The 60 million Forint (€160,000) project was funded as part of Veszprem-Balaton’s role as the 2023 European Capital of Culture.
With the completed project, Navracsics said at the ceremony, “an old debt is paid off, a piece of the past is brought back to the present in order to pass it on to the future.”
The ceremony was attended by other VIPS including the Israeli ambassador, Veszprém’s mayor, and other representatives of the Jewish community.,
The cemetery operated from the 1730s until 1882; burials were halted because of the rocky ground, the Capital of Culture web site states. Around 450 people are interred there; the Jewish community uses a newer place of burial. The Nazis deported the Jewish community to Auschwitz in July 1944. A small community was reestablished by survivors after the war.

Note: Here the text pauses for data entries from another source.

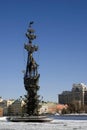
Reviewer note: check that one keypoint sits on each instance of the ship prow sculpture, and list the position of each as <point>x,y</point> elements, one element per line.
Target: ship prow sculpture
<point>31,83</point>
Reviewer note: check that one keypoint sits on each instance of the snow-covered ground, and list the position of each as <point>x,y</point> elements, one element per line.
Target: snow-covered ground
<point>56,124</point>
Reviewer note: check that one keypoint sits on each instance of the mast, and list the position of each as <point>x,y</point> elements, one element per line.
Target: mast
<point>31,77</point>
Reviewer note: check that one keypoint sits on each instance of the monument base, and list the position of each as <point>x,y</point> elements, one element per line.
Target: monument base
<point>30,119</point>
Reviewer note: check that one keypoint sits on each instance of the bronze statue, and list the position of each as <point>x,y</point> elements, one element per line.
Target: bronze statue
<point>31,76</point>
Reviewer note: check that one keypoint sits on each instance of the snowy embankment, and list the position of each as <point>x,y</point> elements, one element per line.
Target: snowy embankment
<point>3,118</point>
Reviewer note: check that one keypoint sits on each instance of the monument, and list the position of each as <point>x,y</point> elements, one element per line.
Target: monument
<point>31,83</point>
<point>31,77</point>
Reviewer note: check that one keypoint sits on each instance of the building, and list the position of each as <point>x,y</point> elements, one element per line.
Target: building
<point>15,108</point>
<point>78,94</point>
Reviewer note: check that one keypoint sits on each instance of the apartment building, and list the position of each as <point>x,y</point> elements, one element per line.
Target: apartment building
<point>78,94</point>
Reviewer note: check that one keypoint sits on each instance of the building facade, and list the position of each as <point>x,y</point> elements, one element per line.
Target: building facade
<point>78,94</point>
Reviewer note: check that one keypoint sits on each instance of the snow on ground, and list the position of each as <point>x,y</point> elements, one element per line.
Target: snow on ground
<point>54,125</point>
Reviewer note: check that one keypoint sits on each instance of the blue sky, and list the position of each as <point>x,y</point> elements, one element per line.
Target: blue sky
<point>61,28</point>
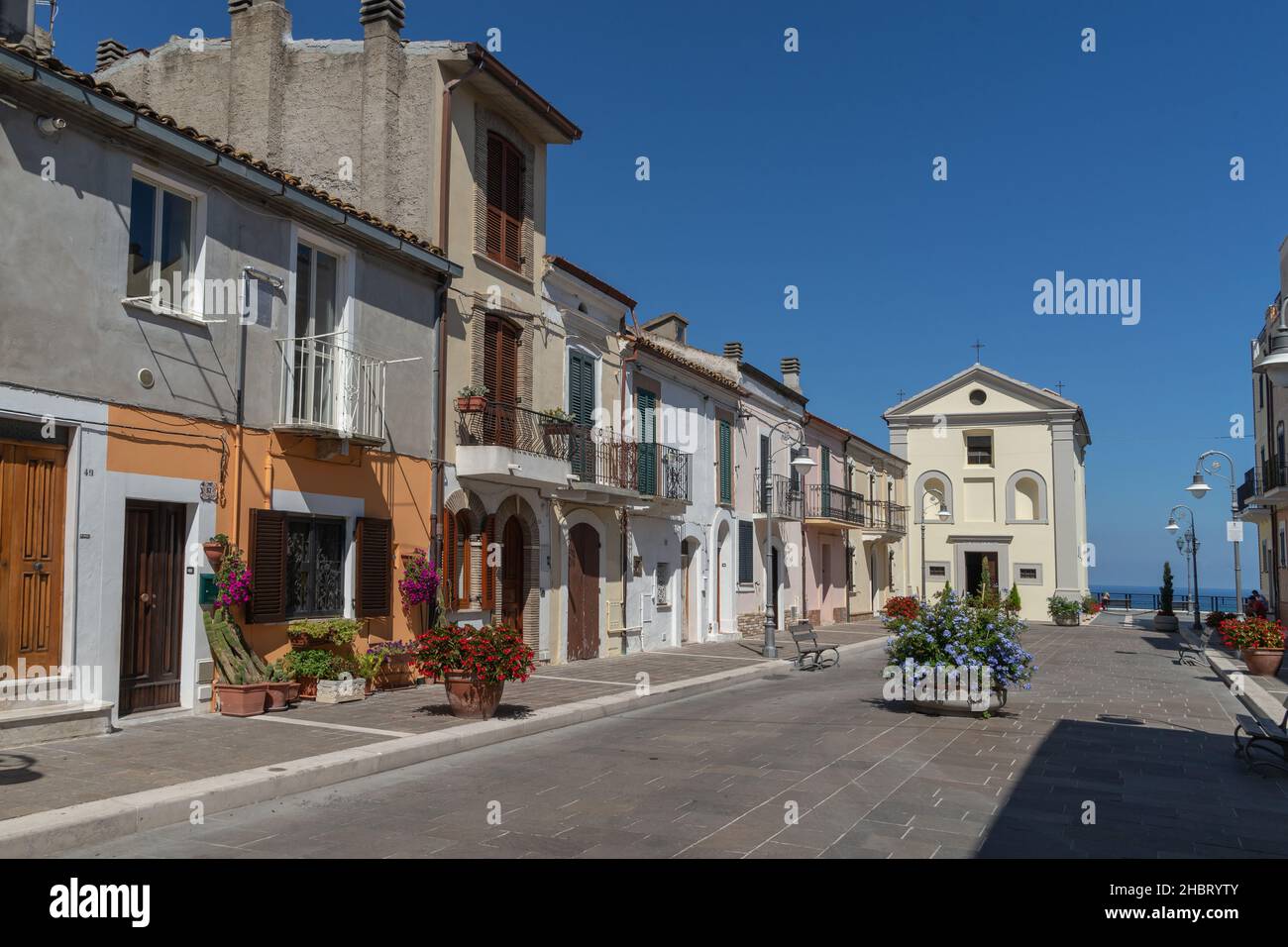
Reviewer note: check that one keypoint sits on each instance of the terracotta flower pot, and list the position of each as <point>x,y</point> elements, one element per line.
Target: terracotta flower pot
<point>472,697</point>
<point>1262,663</point>
<point>214,553</point>
<point>279,694</point>
<point>243,699</point>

Before the renovation, the web site states, the old cemetery was “desolate: unfenced and bumpy, with most of the gravestones covered in earth and others lying scattered.” Only 10 percent of the gravestones are believe to survive, according to local media; the cemetery also lost territory when a road was widened.
The Capital of Culture web site says that the aim of the restoration and memorial park is to integrate the cemetery “into everyday life as an intimate place of remembrance, relaxation and contemplation for the population of Veszprém.”
Pictures show the cemetery with a new wall. Headstones and broken fragments have been re-erected and set in short rows scattered around the grassy area.